What is an insipid person?

adjective. If you describe someone or something as insipid, you mean they are dull and boring. [disapproval] On the surface she seemed meek, rather insipid. Synonyms: bland, boring, dull, flat More Synonyms of insipid.

What is the rarest word in English?

11 Rarest Words in the English Language

  • Metanoia.
  • Meldrop.
  • Lalochezia.
  • Jentacular.
  • Gargalesthesia.
  • Crapulence.
  • Agelast.
  • Acnestis.

What is considered antique furniture?

Antique furniture. A piece of antique furniture is a collectible interior furnishing of considerable age.

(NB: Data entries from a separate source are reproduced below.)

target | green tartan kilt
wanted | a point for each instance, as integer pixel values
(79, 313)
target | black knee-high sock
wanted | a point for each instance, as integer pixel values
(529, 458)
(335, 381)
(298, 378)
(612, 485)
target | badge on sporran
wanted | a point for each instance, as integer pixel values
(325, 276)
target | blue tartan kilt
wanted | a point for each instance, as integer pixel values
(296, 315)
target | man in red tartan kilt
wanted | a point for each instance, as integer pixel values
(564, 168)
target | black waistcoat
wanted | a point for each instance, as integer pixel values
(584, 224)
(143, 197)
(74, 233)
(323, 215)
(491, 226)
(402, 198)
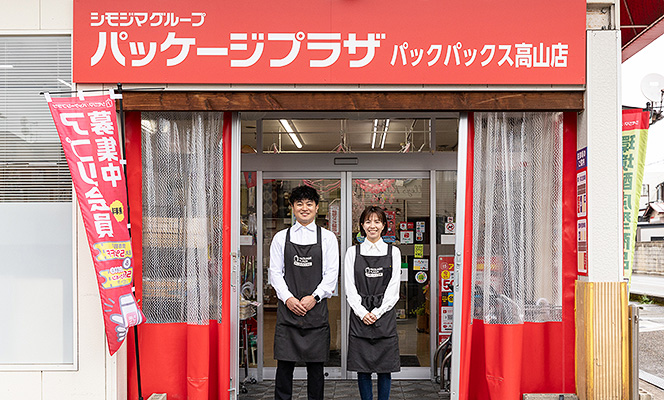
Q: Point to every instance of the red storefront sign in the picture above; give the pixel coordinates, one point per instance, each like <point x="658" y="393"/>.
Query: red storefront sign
<point x="330" y="42"/>
<point x="88" y="131"/>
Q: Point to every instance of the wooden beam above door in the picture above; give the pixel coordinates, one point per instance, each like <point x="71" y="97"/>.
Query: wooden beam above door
<point x="354" y="101"/>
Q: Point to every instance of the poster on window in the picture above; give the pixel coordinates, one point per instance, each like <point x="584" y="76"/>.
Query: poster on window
<point x="88" y="131"/>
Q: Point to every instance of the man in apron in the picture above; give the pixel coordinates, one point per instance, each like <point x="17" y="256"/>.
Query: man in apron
<point x="304" y="266"/>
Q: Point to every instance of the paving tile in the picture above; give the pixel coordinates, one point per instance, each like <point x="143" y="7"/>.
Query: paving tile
<point x="346" y="390"/>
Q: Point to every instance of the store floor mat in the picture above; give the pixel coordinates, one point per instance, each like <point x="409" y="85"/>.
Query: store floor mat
<point x="346" y="390"/>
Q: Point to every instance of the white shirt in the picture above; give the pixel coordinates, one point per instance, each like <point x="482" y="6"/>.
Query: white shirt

Often the age, rarity, condition, utility, or other unique features make a piece of furniture desirable as a collectors’ item, and thus termed an antique. The antique furniture pieces reflect the style and features…

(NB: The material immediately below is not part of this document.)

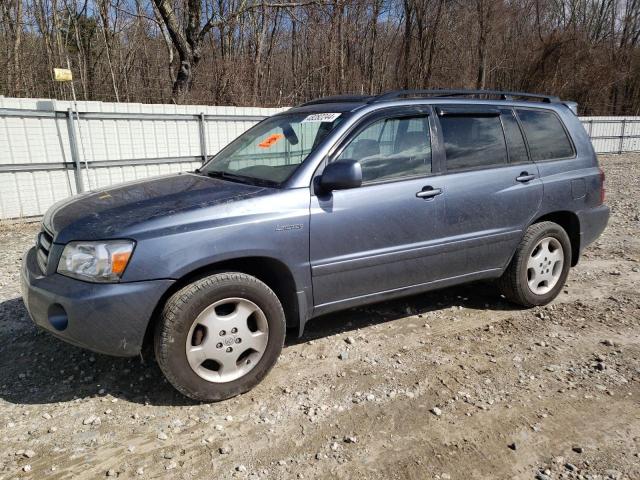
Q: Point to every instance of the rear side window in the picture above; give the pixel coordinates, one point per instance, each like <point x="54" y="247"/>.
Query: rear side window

What is the definition of vintage and antique?

Antique and vintage refers to rare collection of items that are hundreds of years old and which are unique. Antique is often referred to things that are collected because of its age, rarity, beauty and its unique features. Vintage means a certain thing or object that is unique and the best of its kind in a particular period.

What does Antic face mean?

Shakespeare uses the word antic to mean a mask someone wears in Romeo and Juliet, when Tybalt says that Romeo came to the party “cover’d with an antic face” (1.5.54). If we think about it in that way, maybe Shakespeare is having as much fun with this madness as he possibly can in the theater.